Bartholomews’ voluminous evidence is singularly lacking in information as to the number of customers they have, the number of agronomists they employ and as to the turnover and activities of its various associated companies. This latter defect was one which leading counsel for Bartholomews sought to remedy, on instruction, during the course of his submissions. However what is clear form the evidence is that Bartholomews’ 2014 turnover was in excess of £111,000,000, of which the Respondent’s customers contributed £1,257,000. This means that the Respondent was responsible for just over 1% of Bartholomews’ turnover. It follows that the remaining 98% plus of turnover was generated by customers with whom the Respondent did not directly deal. As it seems to me, it would be wrong to restrict the Respondent from having dealings with the customers representing that 98% of Bartholemews’ customers.
In my judgement it was simply not reasonably necessary for the protection of the customer connection for Bartholomews to have imposed such a wide ranging covenant on the Respondent. If the clause had provided that the Respondent could not, for 6 months, deal with or solicit customers with whom he had dealt for a period of time before the termination of his employment that would have been sufficient. There is a lack of any correspondence between the area and the customers with which the Respondent had dealings.

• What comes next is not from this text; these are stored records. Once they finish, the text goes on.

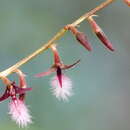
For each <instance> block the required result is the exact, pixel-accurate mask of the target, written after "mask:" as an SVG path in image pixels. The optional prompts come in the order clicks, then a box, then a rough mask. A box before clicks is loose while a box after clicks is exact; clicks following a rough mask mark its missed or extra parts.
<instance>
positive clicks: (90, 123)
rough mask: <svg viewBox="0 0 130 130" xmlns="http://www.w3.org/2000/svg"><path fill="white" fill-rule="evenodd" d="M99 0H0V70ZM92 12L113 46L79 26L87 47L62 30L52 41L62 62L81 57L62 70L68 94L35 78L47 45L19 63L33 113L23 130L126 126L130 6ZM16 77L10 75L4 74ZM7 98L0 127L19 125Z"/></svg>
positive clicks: (43, 63)
mask: <svg viewBox="0 0 130 130" xmlns="http://www.w3.org/2000/svg"><path fill="white" fill-rule="evenodd" d="M103 1H104V0H0V70H1V71H2V70H4V69H6V68H8V67H9V66H11V65H13V64H14V63H16V62H17V61H19V60H20V59H22V58H24V57H25V56H27V55H28V54H30V53H31V52H33V51H34V50H36V49H37V48H39V47H40V46H41V45H42V44H43V43H45V42H47V41H48V40H49V39H50V38H51V37H52V36H54V34H55V33H56V32H57V31H58V30H59V29H60V28H62V27H63V26H64V25H66V24H68V23H71V22H73V21H74V20H76V19H77V18H78V17H79V16H81V15H82V14H84V13H85V12H87V11H89V10H90V9H92V8H94V7H96V6H97V5H98V4H100V3H101V2H103ZM97 14H98V15H99V17H98V18H96V21H97V22H98V24H99V25H100V26H101V27H102V29H103V30H104V32H105V33H106V34H107V36H108V37H109V39H110V40H111V41H112V43H113V46H114V47H115V49H116V51H115V52H110V51H108V50H107V49H106V48H105V47H104V46H102V44H101V43H100V41H99V40H98V39H97V38H96V36H95V35H94V34H93V33H92V31H91V28H90V26H89V24H88V23H87V22H83V23H82V24H81V26H80V27H79V30H81V31H83V32H85V33H86V34H87V36H88V38H89V41H90V42H91V43H92V46H93V51H92V52H87V51H86V50H85V49H84V48H83V47H81V46H79V45H78V44H77V41H76V40H75V39H74V37H73V36H72V35H71V33H69V32H68V33H67V34H66V35H65V36H64V37H63V38H62V39H61V40H59V41H58V43H59V46H58V49H59V52H60V55H61V57H62V59H63V61H64V63H68V64H69V63H73V61H75V60H77V59H81V63H80V64H79V65H78V66H77V67H75V68H73V69H71V70H68V71H66V72H64V73H65V74H66V75H68V76H69V77H70V78H71V80H72V81H73V88H74V93H75V94H74V96H73V97H71V98H70V100H69V102H68V103H66V102H62V101H58V100H57V99H56V98H55V97H54V96H53V95H52V93H51V91H50V88H51V86H50V78H51V77H52V75H51V76H48V77H44V78H35V77H34V75H35V74H36V73H39V72H41V71H46V70H47V69H48V68H49V67H50V66H51V64H52V63H53V59H52V53H51V52H50V51H49V50H48V51H46V52H45V53H43V54H41V55H39V56H38V57H37V58H35V59H33V60H31V61H30V62H29V63H27V64H25V65H23V66H22V67H21V69H22V71H23V72H25V73H26V75H27V77H26V78H27V81H28V85H29V86H31V87H33V91H32V92H29V93H28V95H27V102H26V103H27V104H28V106H29V109H30V111H31V115H32V116H33V124H32V125H30V126H29V128H26V129H28V130H130V100H129V99H130V8H129V7H128V6H126V5H125V4H124V3H123V2H122V0H116V2H115V3H113V4H112V5H110V6H108V7H107V8H105V9H103V10H102V11H99V12H98V13H97ZM9 78H10V79H11V80H17V78H16V75H14V74H13V75H10V76H9ZM0 85H1V86H2V87H0V94H2V92H3V90H4V87H3V84H2V82H1V83H0ZM8 102H9V101H8V100H7V101H5V102H2V103H1V104H0V130H20V129H21V128H19V127H18V126H17V125H16V124H15V123H14V122H13V121H12V120H11V119H10V117H9V115H8Z"/></svg>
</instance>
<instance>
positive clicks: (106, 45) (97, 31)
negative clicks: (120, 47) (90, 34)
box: [88, 16, 114, 51]
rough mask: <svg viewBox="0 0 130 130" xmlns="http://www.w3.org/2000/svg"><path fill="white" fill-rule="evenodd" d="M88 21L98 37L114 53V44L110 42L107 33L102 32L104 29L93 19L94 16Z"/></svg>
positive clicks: (93, 30) (89, 18)
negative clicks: (102, 28) (107, 36)
mask: <svg viewBox="0 0 130 130" xmlns="http://www.w3.org/2000/svg"><path fill="white" fill-rule="evenodd" d="M88 21H89V23H90V25H91V27H92V30H93V31H94V33H95V34H96V35H97V37H98V38H99V40H100V41H101V42H102V43H103V44H104V45H105V46H106V47H107V48H108V49H109V50H111V51H114V48H113V46H112V43H111V42H110V41H109V40H108V38H107V36H106V35H105V33H104V32H103V31H102V29H101V28H100V27H99V25H98V24H97V23H96V21H95V20H94V19H93V16H90V17H89V18H88Z"/></svg>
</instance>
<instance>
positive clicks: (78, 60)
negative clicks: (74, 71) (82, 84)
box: [63, 60, 80, 69]
mask: <svg viewBox="0 0 130 130" xmlns="http://www.w3.org/2000/svg"><path fill="white" fill-rule="evenodd" d="M79 62H80V60H78V61H76V62H75V63H73V64H71V65H64V68H63V69H70V68H72V67H74V66H75V65H76V64H78V63H79Z"/></svg>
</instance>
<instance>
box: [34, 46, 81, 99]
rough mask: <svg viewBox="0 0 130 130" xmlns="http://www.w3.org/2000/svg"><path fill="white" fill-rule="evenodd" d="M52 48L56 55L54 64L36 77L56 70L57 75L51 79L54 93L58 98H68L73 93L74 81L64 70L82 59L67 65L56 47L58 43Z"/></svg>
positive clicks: (74, 65)
mask: <svg viewBox="0 0 130 130" xmlns="http://www.w3.org/2000/svg"><path fill="white" fill-rule="evenodd" d="M51 50H52V52H53V55H54V64H53V65H52V67H51V68H50V69H49V70H48V71H47V72H42V73H39V74H36V77H43V76H47V75H50V74H51V73H53V72H56V76H55V77H54V78H53V79H52V80H51V85H52V87H53V88H52V90H53V94H54V95H55V96H56V97H57V98H58V99H63V100H67V99H68V97H69V96H71V95H72V82H71V80H70V79H69V78H68V77H67V76H65V75H64V74H63V73H62V70H66V69H69V68H72V67H74V66H75V65H76V64H78V63H79V62H80V60H78V61H76V62H75V63H73V64H71V65H65V64H63V62H62V61H61V59H60V56H59V54H58V51H57V49H56V45H52V46H51Z"/></svg>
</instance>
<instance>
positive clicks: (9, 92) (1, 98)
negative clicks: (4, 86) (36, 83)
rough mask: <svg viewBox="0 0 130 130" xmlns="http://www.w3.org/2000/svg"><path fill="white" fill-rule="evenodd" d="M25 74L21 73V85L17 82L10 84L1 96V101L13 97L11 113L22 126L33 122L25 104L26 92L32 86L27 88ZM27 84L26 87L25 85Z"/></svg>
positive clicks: (11, 106) (19, 77)
mask: <svg viewBox="0 0 130 130" xmlns="http://www.w3.org/2000/svg"><path fill="white" fill-rule="evenodd" d="M23 79H24V75H19V83H20V84H19V86H17V85H16V83H15V82H12V83H11V84H8V85H7V86H6V90H5V92H4V94H3V95H2V96H1V97H0V101H4V100H6V99H7V98H9V97H10V98H11V101H10V103H9V114H10V116H11V119H12V120H14V121H15V122H16V123H17V124H18V125H19V126H20V127H26V126H27V125H28V124H30V123H32V120H31V115H30V114H29V110H28V108H27V106H26V105H25V102H24V101H25V94H26V92H27V91H30V90H32V88H27V86H26V82H24V81H25V79H24V80H23ZM25 86H26V87H25Z"/></svg>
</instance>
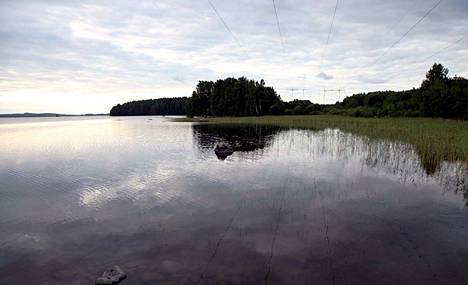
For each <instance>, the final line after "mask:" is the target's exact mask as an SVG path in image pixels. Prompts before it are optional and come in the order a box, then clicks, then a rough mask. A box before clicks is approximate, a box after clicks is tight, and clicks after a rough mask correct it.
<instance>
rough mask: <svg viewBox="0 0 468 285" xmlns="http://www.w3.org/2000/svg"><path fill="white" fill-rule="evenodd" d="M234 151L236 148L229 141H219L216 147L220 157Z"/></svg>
mask: <svg viewBox="0 0 468 285" xmlns="http://www.w3.org/2000/svg"><path fill="white" fill-rule="evenodd" d="M233 153H234V149H233V148H232V146H231V145H230V144H228V143H223V142H221V143H218V144H217V145H216V147H215V154H216V156H217V157H218V158H219V159H223V160H224V159H225V158H226V157H228V156H230V155H231V154H233Z"/></svg>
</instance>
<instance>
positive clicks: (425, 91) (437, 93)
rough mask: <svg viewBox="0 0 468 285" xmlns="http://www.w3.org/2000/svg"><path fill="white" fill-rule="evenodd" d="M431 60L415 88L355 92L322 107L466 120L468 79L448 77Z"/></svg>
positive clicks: (376, 112)
mask: <svg viewBox="0 0 468 285" xmlns="http://www.w3.org/2000/svg"><path fill="white" fill-rule="evenodd" d="M448 72H449V71H448V69H447V68H445V67H444V66H443V65H442V64H437V63H435V64H434V65H433V66H432V68H431V69H430V70H429V71H428V72H427V73H426V78H425V79H424V81H423V82H422V84H421V86H420V87H419V88H413V89H411V90H406V91H398V92H396V91H379V92H370V93H361V94H356V95H353V96H350V97H347V98H345V99H344V100H343V102H341V103H338V102H337V103H336V104H335V105H334V106H331V107H328V108H325V111H326V112H327V113H330V114H341V115H351V116H361V117H442V118H457V119H465V120H468V80H467V79H465V78H462V77H457V76H455V77H453V78H451V77H449V76H448Z"/></svg>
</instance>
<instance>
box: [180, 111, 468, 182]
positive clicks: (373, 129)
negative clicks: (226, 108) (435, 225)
mask: <svg viewBox="0 0 468 285" xmlns="http://www.w3.org/2000/svg"><path fill="white" fill-rule="evenodd" d="M202 120H203V121H206V122H208V123H220V124H223V123H230V124H259V125H274V126H280V127H290V128H305V129H313V130H322V129H326V128H331V129H340V130H342V131H344V132H349V133H353V134H357V135H363V136H367V137H369V138H371V139H388V140H398V141H402V142H406V143H410V144H412V145H413V146H414V147H415V148H416V150H417V152H418V154H419V156H420V158H421V161H422V164H423V166H424V168H425V169H426V171H427V172H428V173H434V172H435V171H436V170H437V168H438V167H439V165H440V163H441V162H442V161H462V162H464V163H465V164H466V165H468V122H466V121H457V120H447V119H433V118H357V117H347V116H334V115H318V116H310V115H309V116H307V115H304V116H264V117H213V118H207V119H202ZM185 121H190V120H185ZM192 121H193V120H192ZM198 121H200V119H198Z"/></svg>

Nor am I persuaded by the significance attached to the unusual provision in clause 10.2 providing for the Respondent, during the period of the covenant, to continue to be paid in full provided of course that he complied with the restriction contained in clause 10.2. To my mind it is contrary to public policy in effect to permit an employer to purchase a restraint (see Simon Brown LJ in JA Mont (UK) Ltd v Mills [1993] IRLR 1782 at paragraph 37-40,) albeit that in that case the restriction was contained in a severance agreement rather than a contract of employment).
So far as confidential information is concerned, there has been no attempt properly to define confidential information in the Respondent’s Contract of Employment. Clause 10 is not limited to confidential information that relates to business or trade information. Much reliance was placed in the latter tranche of Bartholomews’ evidence on the Respondent’s attendance at the 2016 Spring Crop Launch in November 2015 and in particular to a PowerPoint presentation made at that event, which it is asserted contained confidential information. The difficulty with this aspect however is that the Respondent did not retain the document itself and it cannot sensibly be contended that he could have memorised it. As the Respondent comprehensively demonstrated in his third witness statement, the document contains a welter of general statistical information readily available elsewhere in the public domain and is in any event largely out of date. There is no evidence as to the specific confidential information which it is said the Respondent has in his possession as opposed to the skill and knowledge which he has obtained and developed by virtue of his career over the past 18 years.
Disposal
It follows in my judgement that the application for interim injunctive relief is refused.